Se fino oggi abbiamo goduto di nostro Padre io e i miei fratelli, lo dobbiamo all'amore che ci unisce al di là delle umane debolezze e difficoltà, ma soprattutto allo strenuo sacrificio di nostra madre, Anna, il cui nome Papà ha pronunciato incessantemente durante le sue giornate di sofferenza, unico conforto per un'esistenza privata della possibilità di riacquistare la propria autonomia.
A volte, per l’affetto, siamo inconsapevolmente diventati anche noi i suoi padroni: per sostenerlo, per proteggerlo, per curarlo e per conservarcelo. Lui ha pregato senza soste, per gli altri oltre che per sè, richiamando noi pure a trovare nel rosario la consolazione dei momenti di crisi, di disagio, di afflizione...perché solo la preghiera può consolare!
Tutto il resto, per lui e per mia Madre, non ha mai contato e il solo valore che ci hanno insegnato ad osservare è stato quello della strenua lealtà ed onestà da perseguire in ogni azione e con ogni pensiero, eretta a valore universale per poter essere cristiani autentici, dandone testimonianza nelle nostre relazioni quotidiane, dentro e fuori la famiglia.
Dando così un senso e una prospettiva ai loro insegnamenti! I
ll successo dell'esperienza coniugale e genitoriale di nostro Padre e di nostra Madre consiste nell'esser riusciti a preservare l'unità della famiglia senza generare quei mostri che oggi ne minano le fondamenta ovunque nel mondo. Per questo dobbiamo rispetto ai nostri Genitori che ci hanno insegnato a vivere in questo mondo difficile senza mai cedere a quelle lusinghe buone soltanto a far smarrire la strada. La nostra strada non l'abbiamo mai smarrita e potremo considerarci simili ai nostri Genitori se anche i nostri figli, come noi, sapranno seguire e far proprio questo esempio!

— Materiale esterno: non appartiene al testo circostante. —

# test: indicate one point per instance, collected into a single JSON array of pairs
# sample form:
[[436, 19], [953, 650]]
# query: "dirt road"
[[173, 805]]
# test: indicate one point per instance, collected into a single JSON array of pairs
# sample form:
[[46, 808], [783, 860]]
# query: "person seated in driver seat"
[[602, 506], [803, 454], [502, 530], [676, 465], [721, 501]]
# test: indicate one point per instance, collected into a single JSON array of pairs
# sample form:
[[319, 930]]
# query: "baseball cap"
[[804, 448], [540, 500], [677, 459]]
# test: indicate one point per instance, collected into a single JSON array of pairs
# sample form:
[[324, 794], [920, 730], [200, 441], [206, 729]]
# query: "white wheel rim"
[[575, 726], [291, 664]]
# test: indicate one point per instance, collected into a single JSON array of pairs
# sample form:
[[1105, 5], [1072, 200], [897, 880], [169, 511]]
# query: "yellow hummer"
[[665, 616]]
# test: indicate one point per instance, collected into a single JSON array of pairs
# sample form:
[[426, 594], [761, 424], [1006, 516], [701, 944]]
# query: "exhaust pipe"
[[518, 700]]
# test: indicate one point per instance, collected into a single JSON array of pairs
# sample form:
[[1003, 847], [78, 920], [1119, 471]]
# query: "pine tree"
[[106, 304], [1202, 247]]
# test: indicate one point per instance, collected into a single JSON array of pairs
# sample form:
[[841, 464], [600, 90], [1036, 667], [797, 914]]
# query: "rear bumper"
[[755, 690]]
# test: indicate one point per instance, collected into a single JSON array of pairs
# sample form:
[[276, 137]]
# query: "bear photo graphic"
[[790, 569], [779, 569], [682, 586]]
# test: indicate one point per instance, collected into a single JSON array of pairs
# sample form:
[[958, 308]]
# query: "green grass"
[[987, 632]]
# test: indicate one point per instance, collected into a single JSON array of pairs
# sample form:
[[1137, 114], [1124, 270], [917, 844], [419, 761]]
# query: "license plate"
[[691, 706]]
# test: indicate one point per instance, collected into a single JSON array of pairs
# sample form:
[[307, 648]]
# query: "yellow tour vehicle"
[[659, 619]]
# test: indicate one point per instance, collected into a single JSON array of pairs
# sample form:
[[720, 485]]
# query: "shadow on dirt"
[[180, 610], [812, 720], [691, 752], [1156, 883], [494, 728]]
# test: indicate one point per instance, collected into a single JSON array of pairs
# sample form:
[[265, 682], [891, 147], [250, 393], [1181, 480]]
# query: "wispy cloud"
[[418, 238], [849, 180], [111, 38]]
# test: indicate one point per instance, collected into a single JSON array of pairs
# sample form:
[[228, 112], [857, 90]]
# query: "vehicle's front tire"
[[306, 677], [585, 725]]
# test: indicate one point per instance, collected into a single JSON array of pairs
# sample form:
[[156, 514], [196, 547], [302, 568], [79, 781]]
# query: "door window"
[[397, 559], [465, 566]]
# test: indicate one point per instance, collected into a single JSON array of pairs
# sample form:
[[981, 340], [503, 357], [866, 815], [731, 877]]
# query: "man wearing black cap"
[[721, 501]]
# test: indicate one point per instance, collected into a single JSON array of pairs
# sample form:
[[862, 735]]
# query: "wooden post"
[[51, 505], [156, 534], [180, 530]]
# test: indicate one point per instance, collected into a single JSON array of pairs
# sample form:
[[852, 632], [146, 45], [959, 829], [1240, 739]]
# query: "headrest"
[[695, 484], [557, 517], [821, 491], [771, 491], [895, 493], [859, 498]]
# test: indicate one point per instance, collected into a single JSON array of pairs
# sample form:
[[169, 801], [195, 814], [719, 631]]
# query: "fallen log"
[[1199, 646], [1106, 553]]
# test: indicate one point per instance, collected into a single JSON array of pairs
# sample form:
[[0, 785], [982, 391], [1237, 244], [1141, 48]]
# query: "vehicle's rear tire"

Restare figli significa poter continuare a rivolgerci a Papà e a Mamma conservando quel pizzico di gioventù che scompare quando si finisce di essere figli! Sono certo che Papà è ansioso, smanioso di poter correre libero dalle catene che l'hanno inchiodato alla sua seggiola e poterci guardare, soccorrere e benedire per tutti i giorni che ci restano da vivere!